Let $\Omega \subset \mathbb{R}^2$ be open, bounded and symmetric with respect to the origin. Let$ f:\partial \Omega \to \mathbb{R} $ be odd and continuous function. Show that if $u$ is solution of:
$$ \begin{cases} \Delta u(x)&=0,&\text{ if }x \in \Omega \\ \phantom{-}u(x)&=f(x),&\text{ if }x \in \partial\Omega \end{cases} $$
then $u$ is odd.
Hint: study of the Laplacian's invariance in relation to $T(x,y)=(-x,-y)$
I tried to show that $\Delta u= \Delta (u\circ T)=0$, but how to finish?
On
If you already showed that $\Delta u(-x, - y) =0$, take $v=u(x, y) +u(-x, - y) $.
By the fact that f is odd, $v$ is solution for the problem: \begin{equation} \begin{cases} \Delta v=0 \\ v=0, \ \ \ in \ \partial \Omega \end{cases}\end{equation}
So, by the maxima principle $v=0$ in $\Omega $ then $u(x, y)=-u(-x, - y) $ in $\Omega$.
If you show that $\Delta (u\circ T)=0$ in $\Omega$ you're done by uniqueness.

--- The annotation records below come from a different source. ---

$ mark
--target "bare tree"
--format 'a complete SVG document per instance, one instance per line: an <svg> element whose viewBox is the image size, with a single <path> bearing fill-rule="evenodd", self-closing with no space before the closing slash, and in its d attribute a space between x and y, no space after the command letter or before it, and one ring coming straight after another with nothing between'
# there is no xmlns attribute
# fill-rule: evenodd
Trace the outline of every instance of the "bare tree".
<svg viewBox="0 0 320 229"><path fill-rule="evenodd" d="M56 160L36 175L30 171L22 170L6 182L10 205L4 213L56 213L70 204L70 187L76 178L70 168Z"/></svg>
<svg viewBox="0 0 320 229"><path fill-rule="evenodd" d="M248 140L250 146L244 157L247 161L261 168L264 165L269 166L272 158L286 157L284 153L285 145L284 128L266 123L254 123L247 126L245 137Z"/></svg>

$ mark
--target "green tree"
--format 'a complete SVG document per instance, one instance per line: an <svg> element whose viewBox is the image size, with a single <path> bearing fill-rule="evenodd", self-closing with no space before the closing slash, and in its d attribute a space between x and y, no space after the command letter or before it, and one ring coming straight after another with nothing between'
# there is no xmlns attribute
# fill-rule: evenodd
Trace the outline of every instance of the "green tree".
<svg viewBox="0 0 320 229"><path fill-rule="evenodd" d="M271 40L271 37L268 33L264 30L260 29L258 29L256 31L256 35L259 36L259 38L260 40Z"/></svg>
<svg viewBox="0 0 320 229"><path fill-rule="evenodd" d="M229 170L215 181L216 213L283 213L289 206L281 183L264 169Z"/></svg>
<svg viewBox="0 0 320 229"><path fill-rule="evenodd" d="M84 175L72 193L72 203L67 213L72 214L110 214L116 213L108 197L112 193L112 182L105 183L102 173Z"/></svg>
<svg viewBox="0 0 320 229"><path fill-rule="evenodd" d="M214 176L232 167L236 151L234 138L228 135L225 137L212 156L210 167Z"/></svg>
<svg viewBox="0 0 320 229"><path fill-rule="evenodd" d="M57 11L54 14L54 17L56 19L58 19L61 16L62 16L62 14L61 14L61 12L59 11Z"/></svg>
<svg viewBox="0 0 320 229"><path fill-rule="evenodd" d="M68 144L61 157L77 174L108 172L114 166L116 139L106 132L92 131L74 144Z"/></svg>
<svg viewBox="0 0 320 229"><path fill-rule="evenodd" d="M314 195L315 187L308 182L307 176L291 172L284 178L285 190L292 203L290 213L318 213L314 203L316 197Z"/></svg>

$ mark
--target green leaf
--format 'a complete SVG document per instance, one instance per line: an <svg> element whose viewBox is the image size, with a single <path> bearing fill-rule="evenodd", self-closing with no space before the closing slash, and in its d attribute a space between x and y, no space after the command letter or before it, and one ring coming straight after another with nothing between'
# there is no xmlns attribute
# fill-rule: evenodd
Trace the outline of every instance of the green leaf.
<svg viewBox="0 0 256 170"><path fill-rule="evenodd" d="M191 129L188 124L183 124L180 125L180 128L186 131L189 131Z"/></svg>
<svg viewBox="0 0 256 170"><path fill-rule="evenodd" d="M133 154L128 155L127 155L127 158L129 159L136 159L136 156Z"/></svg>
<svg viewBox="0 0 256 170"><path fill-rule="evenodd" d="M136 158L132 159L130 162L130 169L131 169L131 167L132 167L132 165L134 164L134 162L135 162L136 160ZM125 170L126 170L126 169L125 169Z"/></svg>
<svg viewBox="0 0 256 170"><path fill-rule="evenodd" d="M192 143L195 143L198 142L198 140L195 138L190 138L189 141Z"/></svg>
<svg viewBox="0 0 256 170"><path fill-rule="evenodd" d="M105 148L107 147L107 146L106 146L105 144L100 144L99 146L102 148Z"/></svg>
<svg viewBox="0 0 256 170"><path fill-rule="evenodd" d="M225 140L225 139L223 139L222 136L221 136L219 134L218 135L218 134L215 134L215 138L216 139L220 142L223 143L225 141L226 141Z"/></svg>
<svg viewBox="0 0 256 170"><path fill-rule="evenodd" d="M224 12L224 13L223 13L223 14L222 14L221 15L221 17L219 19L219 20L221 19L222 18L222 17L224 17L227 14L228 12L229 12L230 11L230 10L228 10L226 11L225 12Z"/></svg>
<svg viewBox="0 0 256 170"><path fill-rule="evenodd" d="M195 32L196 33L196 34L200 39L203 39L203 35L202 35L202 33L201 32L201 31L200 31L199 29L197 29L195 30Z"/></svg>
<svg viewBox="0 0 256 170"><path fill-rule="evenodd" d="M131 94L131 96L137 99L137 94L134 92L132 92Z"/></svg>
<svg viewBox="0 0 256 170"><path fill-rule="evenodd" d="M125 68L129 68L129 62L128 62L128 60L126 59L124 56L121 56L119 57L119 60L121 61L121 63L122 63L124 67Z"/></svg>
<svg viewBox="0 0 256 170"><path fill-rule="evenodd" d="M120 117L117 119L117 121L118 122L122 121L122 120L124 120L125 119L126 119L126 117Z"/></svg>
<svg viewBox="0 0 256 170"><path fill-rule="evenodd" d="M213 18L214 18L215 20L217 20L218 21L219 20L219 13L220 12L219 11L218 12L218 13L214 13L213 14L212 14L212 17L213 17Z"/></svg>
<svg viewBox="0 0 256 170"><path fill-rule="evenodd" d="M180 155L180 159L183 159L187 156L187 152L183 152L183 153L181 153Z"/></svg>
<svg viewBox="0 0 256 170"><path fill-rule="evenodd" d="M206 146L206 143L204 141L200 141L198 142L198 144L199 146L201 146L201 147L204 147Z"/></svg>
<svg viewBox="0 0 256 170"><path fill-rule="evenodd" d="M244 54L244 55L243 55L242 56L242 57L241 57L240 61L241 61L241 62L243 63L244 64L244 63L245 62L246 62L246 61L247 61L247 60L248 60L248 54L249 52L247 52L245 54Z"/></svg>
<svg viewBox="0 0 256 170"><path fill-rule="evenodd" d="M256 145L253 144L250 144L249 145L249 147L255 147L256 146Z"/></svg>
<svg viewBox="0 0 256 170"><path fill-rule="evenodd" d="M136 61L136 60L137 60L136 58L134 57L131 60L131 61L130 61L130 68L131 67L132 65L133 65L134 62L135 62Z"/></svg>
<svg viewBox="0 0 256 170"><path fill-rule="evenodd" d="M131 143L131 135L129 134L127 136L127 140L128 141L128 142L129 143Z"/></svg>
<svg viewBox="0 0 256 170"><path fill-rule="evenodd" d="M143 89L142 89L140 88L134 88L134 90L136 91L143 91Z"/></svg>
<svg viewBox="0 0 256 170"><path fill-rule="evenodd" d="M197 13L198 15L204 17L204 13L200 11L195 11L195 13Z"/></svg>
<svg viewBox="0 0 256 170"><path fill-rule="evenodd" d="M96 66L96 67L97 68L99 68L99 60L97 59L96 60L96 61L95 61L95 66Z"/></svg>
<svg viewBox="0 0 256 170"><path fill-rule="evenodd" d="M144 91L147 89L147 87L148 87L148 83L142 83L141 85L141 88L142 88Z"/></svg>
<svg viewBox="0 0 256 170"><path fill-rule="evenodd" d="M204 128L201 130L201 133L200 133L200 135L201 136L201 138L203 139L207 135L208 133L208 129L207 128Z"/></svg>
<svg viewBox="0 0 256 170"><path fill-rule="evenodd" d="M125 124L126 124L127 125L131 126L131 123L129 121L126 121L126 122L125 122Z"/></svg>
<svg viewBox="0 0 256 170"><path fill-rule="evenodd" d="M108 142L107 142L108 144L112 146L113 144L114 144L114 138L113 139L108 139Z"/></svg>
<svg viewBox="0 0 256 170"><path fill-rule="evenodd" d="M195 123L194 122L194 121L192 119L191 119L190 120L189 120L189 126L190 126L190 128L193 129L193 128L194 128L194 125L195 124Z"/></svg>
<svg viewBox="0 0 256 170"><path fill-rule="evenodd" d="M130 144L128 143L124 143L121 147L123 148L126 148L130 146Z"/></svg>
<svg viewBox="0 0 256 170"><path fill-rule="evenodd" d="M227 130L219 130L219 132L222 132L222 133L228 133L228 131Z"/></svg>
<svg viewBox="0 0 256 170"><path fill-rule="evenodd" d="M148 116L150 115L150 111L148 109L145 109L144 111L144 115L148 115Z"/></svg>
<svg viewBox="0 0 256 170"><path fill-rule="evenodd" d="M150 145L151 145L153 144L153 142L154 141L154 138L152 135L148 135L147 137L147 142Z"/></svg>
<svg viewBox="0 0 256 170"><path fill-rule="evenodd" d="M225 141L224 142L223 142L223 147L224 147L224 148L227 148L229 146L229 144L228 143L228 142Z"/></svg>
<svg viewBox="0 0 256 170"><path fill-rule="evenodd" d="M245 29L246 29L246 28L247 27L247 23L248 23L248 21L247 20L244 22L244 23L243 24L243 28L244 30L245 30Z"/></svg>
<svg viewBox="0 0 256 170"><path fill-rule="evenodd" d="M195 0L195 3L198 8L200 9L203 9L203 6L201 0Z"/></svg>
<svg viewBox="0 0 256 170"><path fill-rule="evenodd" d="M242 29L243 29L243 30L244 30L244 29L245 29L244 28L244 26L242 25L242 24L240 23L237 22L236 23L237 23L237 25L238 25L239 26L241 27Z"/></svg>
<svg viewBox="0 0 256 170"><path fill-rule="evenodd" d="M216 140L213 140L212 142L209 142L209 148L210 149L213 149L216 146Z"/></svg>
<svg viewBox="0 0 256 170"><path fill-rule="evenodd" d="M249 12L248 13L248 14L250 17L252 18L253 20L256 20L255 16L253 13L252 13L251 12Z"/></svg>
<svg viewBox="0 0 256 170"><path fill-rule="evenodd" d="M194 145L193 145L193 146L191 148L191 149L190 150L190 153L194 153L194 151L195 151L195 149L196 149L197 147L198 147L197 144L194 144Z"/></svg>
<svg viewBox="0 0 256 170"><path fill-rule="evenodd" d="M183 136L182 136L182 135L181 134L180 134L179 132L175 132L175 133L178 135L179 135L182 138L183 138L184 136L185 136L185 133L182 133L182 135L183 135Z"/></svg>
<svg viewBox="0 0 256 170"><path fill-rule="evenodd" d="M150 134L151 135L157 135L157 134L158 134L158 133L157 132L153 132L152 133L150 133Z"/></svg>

Indeed, first note that since $\Omega$ is bounded and symmetric with respect to the origin then $(x,y)\in\partial\Omega$ iff $(-x,-y)\in\partial\Omega$. Then, using that $f$ is odd and $u$ a solution we have for all $(x,y)\in\partial\Omega$ $$u(x,y)=f(x,y)=-f(-x,-y)=-u(-x,-y)=-(u\circ T)(x,y).$$ Now, as you noted $\Delta(u\circ T)=0$, which follows by symmetry of $\Omega$ and the identities for all $(x,y)\in\Omega$ $$\partial^2_x(u\circ T)(x,y)=\partial^2_xu(-x,-y),\\\partial^2_y(u\circ T)(x,y)=\partial^2_yu(-x,-y).$$ Finally, this implies that both $u$ and $-(u\circ T)$ are solutions to your Dirichelt problem. The fact the $f$ is continuous implies that you only have one solution, hence $$u(x,y)=-(u\circ T)(x,y)=-u(-x,-y)$$ for all $(x,y)\in\mathbb{R}^2$.
Note: While I was writing this, another answer was posted. The solution is essentially the same: maxima principle $\Rightarrow$ uniqueness.